Model details: Publicly available means query-able by the public and/or API access. The model need not be open-weights. No internet search allowed. Arbitrary scaffolding, search, program use etc. allowed. Multi-modal systems count as LLMs. If there's a modular system which is part-LM, part-prover if the prover uses parameters which are also back-propagated through during natural language pre-training then it counts as an LM. If there's significant uncertainty about whether this is true e.g. if there's mixed reporting on how modular a closed-source model is, then I will wait to resolve for up to a year. Wall-clock runtime (or effective serial run-time if parallel calls are used) must be less than IMO time i.e. 9 hours for 6 questions.
I will take into account feedback on resolution criteria until September 2024, after which I will try to keep changes to resolution criteria minimal.
Thanks clarified. For now I put "Wall-clock runtime (or effective serial run-time if parallel calls are used) must be less than IMO time i.e. 9 hours for 6 questions." Not sure what the easiest way to operationalize this is given I assume search would be done in parallel up to some rate limit in practice. Seems to me either this way or an arbitrary total compute budget should be chosen i.e. $1000 worth of tokens. Open to opinion here.
The LLM should be given 4.5 hours to work on the day 1 problems and then 4.5 hours to work on the day 2 problems, as in the real IMO. All problems at once would give it an unfair advantage compared to humans, because if it e.g. turns out that a problem on day 1 is incredibly hard then it would be preferably to use that day 1 time on day 2 problems.

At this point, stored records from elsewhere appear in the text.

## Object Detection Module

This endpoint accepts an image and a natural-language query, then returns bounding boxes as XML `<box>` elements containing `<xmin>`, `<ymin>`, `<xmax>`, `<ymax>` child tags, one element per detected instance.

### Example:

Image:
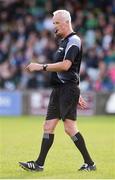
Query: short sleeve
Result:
<box><xmin>64</xmin><ymin>45</ymin><xmax>79</xmax><ymax>62</ymax></box>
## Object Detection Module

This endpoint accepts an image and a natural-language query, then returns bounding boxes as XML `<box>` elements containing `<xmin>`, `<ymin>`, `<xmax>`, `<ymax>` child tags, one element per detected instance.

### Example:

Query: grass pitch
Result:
<box><xmin>0</xmin><ymin>116</ymin><xmax>115</xmax><ymax>179</ymax></box>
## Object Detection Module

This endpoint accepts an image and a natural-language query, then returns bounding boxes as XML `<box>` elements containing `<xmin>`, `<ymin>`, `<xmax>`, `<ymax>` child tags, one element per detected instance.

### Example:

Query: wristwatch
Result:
<box><xmin>43</xmin><ymin>64</ymin><xmax>48</xmax><ymax>71</ymax></box>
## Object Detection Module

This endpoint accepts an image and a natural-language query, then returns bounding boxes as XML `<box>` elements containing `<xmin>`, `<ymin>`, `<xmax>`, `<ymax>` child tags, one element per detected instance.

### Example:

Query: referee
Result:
<box><xmin>19</xmin><ymin>10</ymin><xmax>96</xmax><ymax>171</ymax></box>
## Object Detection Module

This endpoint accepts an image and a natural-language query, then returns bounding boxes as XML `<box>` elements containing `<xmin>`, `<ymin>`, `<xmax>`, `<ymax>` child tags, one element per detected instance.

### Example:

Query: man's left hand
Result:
<box><xmin>25</xmin><ymin>63</ymin><xmax>43</xmax><ymax>72</ymax></box>
<box><xmin>78</xmin><ymin>96</ymin><xmax>87</xmax><ymax>109</ymax></box>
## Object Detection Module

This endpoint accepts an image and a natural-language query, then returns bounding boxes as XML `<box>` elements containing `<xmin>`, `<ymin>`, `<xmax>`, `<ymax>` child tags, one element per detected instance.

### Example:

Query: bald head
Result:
<box><xmin>53</xmin><ymin>10</ymin><xmax>73</xmax><ymax>38</ymax></box>
<box><xmin>53</xmin><ymin>10</ymin><xmax>71</xmax><ymax>23</ymax></box>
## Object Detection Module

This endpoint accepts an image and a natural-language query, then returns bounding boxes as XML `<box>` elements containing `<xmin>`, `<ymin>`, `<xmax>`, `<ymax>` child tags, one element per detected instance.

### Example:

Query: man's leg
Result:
<box><xmin>36</xmin><ymin>119</ymin><xmax>58</xmax><ymax>166</ymax></box>
<box><xmin>64</xmin><ymin>119</ymin><xmax>94</xmax><ymax>170</ymax></box>
<box><xmin>19</xmin><ymin>119</ymin><xmax>59</xmax><ymax>171</ymax></box>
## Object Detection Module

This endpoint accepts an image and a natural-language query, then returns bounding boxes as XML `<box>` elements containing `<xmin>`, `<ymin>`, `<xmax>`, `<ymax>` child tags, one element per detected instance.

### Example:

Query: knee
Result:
<box><xmin>43</xmin><ymin>122</ymin><xmax>54</xmax><ymax>133</ymax></box>
<box><xmin>65</xmin><ymin>126</ymin><xmax>78</xmax><ymax>137</ymax></box>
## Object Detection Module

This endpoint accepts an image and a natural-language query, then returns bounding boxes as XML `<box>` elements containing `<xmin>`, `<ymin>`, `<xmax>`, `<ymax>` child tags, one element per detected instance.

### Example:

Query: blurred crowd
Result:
<box><xmin>0</xmin><ymin>0</ymin><xmax>115</xmax><ymax>92</ymax></box>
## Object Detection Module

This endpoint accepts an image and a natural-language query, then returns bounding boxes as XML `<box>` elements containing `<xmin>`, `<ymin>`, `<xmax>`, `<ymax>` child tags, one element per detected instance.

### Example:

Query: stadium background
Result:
<box><xmin>0</xmin><ymin>0</ymin><xmax>115</xmax><ymax>178</ymax></box>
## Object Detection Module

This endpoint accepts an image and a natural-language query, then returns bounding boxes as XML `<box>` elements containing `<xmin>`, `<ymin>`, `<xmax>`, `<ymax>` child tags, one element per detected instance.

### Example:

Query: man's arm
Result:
<box><xmin>25</xmin><ymin>59</ymin><xmax>72</xmax><ymax>72</ymax></box>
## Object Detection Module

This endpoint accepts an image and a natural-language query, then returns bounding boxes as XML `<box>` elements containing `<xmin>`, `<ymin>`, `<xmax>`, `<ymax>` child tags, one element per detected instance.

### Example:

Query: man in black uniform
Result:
<box><xmin>19</xmin><ymin>10</ymin><xmax>96</xmax><ymax>171</ymax></box>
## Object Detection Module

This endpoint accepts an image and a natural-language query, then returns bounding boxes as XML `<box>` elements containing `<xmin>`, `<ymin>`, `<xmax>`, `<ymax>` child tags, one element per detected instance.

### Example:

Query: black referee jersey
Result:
<box><xmin>51</xmin><ymin>32</ymin><xmax>82</xmax><ymax>86</ymax></box>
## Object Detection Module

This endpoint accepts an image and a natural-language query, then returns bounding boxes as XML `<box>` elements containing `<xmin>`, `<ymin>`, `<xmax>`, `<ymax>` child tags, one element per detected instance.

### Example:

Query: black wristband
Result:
<box><xmin>43</xmin><ymin>64</ymin><xmax>48</xmax><ymax>71</ymax></box>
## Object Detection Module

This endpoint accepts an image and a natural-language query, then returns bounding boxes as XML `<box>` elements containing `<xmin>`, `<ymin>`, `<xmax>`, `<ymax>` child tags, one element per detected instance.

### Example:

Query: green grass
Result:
<box><xmin>0</xmin><ymin>116</ymin><xmax>115</xmax><ymax>179</ymax></box>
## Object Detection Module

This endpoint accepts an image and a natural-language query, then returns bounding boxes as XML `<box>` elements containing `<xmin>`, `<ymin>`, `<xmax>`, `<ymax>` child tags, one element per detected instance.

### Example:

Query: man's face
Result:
<box><xmin>53</xmin><ymin>15</ymin><xmax>67</xmax><ymax>38</ymax></box>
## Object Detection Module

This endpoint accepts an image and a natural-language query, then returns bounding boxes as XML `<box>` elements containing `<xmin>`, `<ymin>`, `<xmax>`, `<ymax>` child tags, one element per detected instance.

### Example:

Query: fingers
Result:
<box><xmin>78</xmin><ymin>98</ymin><xmax>88</xmax><ymax>109</ymax></box>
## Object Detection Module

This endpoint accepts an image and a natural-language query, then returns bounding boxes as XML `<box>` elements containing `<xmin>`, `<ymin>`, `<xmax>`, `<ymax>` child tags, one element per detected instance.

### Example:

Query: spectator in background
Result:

My motivation on time constraint is primarily to avoid false-positives off publicity stunts where a company throws an absurd amount of test-time compute at the IMO.
I want to have minimally detailed requirements so that we don't face issues where no one ran the precise test stipulated. While I agree that the joint 9 hour limit gives the AI some advantage, I'll keep resolution as is to avoid being overly specific.